Que peuvent faire alors les élites pour mettre fin à cette situation et aider à la conjugaison des efforts et des initiatives éventuelles des responsables des deux Etats ? Le discours unitaire demeure dans la littérature officielle, partisane et académique (associations, partis, universités, tink thank,..). Mais tout cela reste bien isolé même si les voix qui s'expriment continuent à entretenir et à nourrir le rêve maghrébin. Un phénomène générationnel ne facilite pas les choses : tant s'en faut. Aujourd'hui, deux générations n'ont connu que des rapports dégradés entre les deux pays. Il y a un cloisonnement qui fait que les Marocains et les Algériens ne se connaissent pas : deux peuples en silos. Il faut donc réoccuper le champ médiatique, culturel et politique, pour que ces peuples si proches se retrouvent. SM Le Roi a réitéré la politique de la main tendue en direction de l'Algérie - il a encore réitéré dans le discours du Trône du 31 juillet dernier. Il n’y a pas eu de retour du côté d'Alger, sinon des réactions encore plus hostiles... 

Le "système" des généraux algériens est rigide, enfermé dans une sorte de "bunker"... Va-t-il évoluer en direction d'une option plus maghrébine ? Cela ne peut se faire que dans des conditions très particulières. La première est celle de facteurs extérieurs poussant dans ce sens, avec notamment d’éventuelles pressions américaines et européennes. Ce n'est pas à exclure, évidemment. Mais c'est sans doute davantage la situation politique intérieure en Algérie qui sera la plus décisive. Il y a eu le hirak de février 2020 qui a généré un grand élan réformateur et démocratique. Cet état d’esprit et sa dynamique contestataire se sont installés. Durablement.

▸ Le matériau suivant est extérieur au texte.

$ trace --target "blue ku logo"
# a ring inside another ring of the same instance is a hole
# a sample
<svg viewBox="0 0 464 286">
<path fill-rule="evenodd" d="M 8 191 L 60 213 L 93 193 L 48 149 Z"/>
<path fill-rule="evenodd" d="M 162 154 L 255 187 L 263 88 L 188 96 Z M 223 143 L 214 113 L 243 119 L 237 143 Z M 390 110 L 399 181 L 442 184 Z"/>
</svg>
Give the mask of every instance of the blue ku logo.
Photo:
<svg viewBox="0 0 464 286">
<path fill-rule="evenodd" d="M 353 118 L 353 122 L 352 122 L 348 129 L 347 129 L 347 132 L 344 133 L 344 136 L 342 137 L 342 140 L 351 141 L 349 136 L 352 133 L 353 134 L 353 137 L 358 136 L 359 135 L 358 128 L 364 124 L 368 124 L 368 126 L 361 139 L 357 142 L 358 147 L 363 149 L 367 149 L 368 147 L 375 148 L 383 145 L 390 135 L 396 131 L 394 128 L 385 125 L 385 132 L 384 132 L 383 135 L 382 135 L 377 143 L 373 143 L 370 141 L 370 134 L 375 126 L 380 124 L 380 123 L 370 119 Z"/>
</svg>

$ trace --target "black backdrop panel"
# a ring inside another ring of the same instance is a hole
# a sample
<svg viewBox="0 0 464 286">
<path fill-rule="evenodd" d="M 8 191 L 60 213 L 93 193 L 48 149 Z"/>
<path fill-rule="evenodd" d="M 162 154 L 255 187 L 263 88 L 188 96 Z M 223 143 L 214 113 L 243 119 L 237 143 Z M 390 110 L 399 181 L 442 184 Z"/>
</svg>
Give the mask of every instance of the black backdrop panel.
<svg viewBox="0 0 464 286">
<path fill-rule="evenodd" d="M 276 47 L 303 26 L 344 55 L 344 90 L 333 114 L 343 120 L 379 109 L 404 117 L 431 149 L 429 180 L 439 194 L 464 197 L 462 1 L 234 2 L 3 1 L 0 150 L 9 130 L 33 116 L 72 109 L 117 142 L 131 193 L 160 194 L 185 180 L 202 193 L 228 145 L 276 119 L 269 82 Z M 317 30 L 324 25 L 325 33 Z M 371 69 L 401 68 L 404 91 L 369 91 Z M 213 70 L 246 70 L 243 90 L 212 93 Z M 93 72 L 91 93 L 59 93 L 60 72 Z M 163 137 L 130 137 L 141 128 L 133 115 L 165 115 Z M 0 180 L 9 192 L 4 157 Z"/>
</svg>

C'est sur la base d'un nouveau logiciel lié à un principe démocratique que l'Algérie pourra mettre fin à une séquence historique d'échec politique - intérieur et maghrébin. La normalisation avec le Maroc passe en effet par la démocratisation. Alors, l'édification d'un Maghreb uni pourra emprunter la voie du rapprochement auquel les deux peuples aspirent depuis toujours. Et, dans cette perspective-là, les élites ne pourront sans doute que retrouver leur statut et leur rôle dans la circulation des idées, l’élargissement des débats et la mobilisation autour d’un rêve maghrébin. Un destin commun…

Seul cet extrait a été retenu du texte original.